T-Mobile/Sprint merger odds ‘are certainly no worse’ than at outset, analysts note

The proposed merger between Sprint and T-Mobile was announced in April, and today two major new developments are affecting the odds on whether the U.S. government will approve the transaction: AT&T closed its Time Warner purchase, and T-Mobile and Sprint released their 700-page public interest statement in support of the transaction.

So how might these new developments impact the possibility of a merged Sprint and T-Mobile?

“The odds are certainly no worse and it is clear that TMUS/S understands its strengths and weaknesses in the current environment,” wrote the analysts at New Street Research in a lengthy review of the companies’ public interest statement, which was released shortly after AT&T closed its purchase of Time Warner.

Importantly, the New Street Research analysts believe that the Department of Justice may still attempt to block the merger between Sprint and T-Mobile even after the agency’s failure to stop AT&T’s purchase of Time Warner.

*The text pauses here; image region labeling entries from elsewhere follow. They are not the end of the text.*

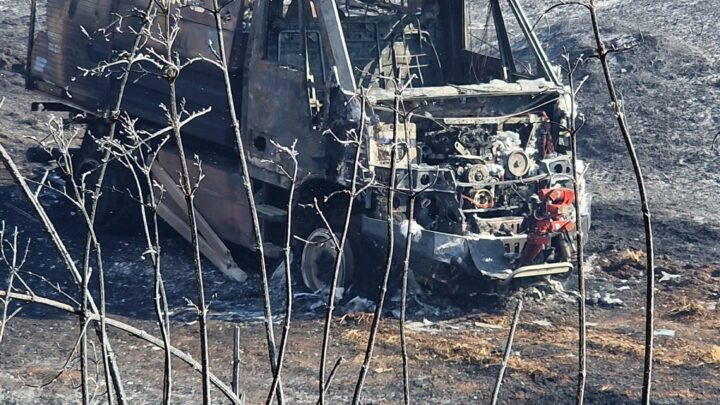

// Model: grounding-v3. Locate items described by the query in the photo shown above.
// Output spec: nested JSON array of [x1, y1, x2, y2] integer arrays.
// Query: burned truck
[[28, 0, 590, 290]]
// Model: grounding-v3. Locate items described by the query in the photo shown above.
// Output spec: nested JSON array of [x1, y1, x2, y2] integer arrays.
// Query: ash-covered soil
[[0, 0, 720, 404]]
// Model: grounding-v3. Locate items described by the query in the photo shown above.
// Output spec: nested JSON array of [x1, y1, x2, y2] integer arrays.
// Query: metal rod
[[492, 300, 522, 405]]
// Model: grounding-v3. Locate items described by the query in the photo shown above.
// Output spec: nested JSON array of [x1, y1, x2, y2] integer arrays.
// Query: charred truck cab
[[28, 0, 590, 289]]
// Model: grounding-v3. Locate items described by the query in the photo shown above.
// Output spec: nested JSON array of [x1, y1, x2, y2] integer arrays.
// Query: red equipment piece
[[515, 188, 575, 267]]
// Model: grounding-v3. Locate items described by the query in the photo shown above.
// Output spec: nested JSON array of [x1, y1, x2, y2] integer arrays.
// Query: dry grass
[[668, 297, 708, 321], [705, 346, 720, 365], [341, 329, 550, 374]]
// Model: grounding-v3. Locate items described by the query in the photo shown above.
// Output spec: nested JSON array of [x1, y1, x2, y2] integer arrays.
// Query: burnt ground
[[0, 0, 720, 404]]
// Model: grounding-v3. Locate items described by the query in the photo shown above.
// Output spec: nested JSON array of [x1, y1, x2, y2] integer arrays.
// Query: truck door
[[243, 0, 327, 186]]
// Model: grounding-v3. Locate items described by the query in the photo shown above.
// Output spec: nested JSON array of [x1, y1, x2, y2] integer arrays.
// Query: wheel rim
[[300, 229, 352, 291]]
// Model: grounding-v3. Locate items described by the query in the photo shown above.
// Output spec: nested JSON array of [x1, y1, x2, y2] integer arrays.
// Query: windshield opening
[[337, 0, 545, 89]]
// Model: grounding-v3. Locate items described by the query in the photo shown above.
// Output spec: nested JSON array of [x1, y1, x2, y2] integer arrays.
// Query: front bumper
[[362, 217, 573, 283]]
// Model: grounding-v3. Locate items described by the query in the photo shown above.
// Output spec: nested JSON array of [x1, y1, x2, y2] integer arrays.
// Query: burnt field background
[[0, 0, 720, 404]]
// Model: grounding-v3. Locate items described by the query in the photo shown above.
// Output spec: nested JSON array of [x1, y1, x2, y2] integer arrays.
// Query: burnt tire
[[297, 227, 356, 291]]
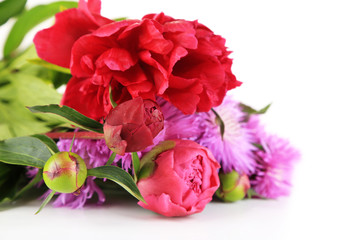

“The DOJ does not appear chastened that its argument met with so little favor from the Judge, with Mr. Delrahim [DOJ antitrust chief Makan Delrahim] instead arguing that the government had a good case and did a good job but the government simply had the misfortune to try the case before a single judge who just make a mistake,” the analysts noted. “We think the DOJ staff will largely adhere to the point of view expressed in its AT&T brief; indeed, change a few words and we could see the same paragraph in a complaint against the [Sprint/T-Mobile] wireless deal.”

However, the New Street analysts pointed out that the arguments set forth by Sprint and T-Mobile—primarily that the transaction will result in a better 5G network and won’t result in job cuts—may play better than AT&T’s arguments for its Time Warner purchase.

“One policy difference is that AT&T was arguing that a change in its business strategy—from owning networks to bundling with content and data as its principal business—justified the transaction, while TMUS/S is arguing that national policy (for international 5G leadership) and a need for higher-capacity networks in its core business justifies approval of the merger,” the analysts wrote. “In that regard, the TMUS/S argument has more appeal to government officials.”

However, the New Street analysts noted that Sprint and T-Mobile didn’t offer any firm commitments on service prices or job additions, which could affect how the DOJ and others react to their argument.

“While the [New T-Mobile] company promises lower prices, it is not clear what that means (on a monthly basis? A per GB basis?) or how it would be enforced,” the analysts wrote. “The filing also predicted more jobs but did not make a firm commitment on that score. Similarly, it argues that the MVNOs the companies currently hosts will benefit from the merger and that rural areas will obtain better networks but without a binding commitment to those outcomes.”

Finally, the analysts noted that it’s still too early to gauge political reaction to the merger, and that an upcoming Senate hearing on the topic, scheduled for June 27, might shed additional light on how the transaction might ultimately be received by the DOJ, FCC and other federal agencies wrapped up in the approval process.

“Usually we don’t see much significance from such hearings but in this case, any Democratic support or Republican opposition could cause us to adjust our sense of the odds,” they wrote.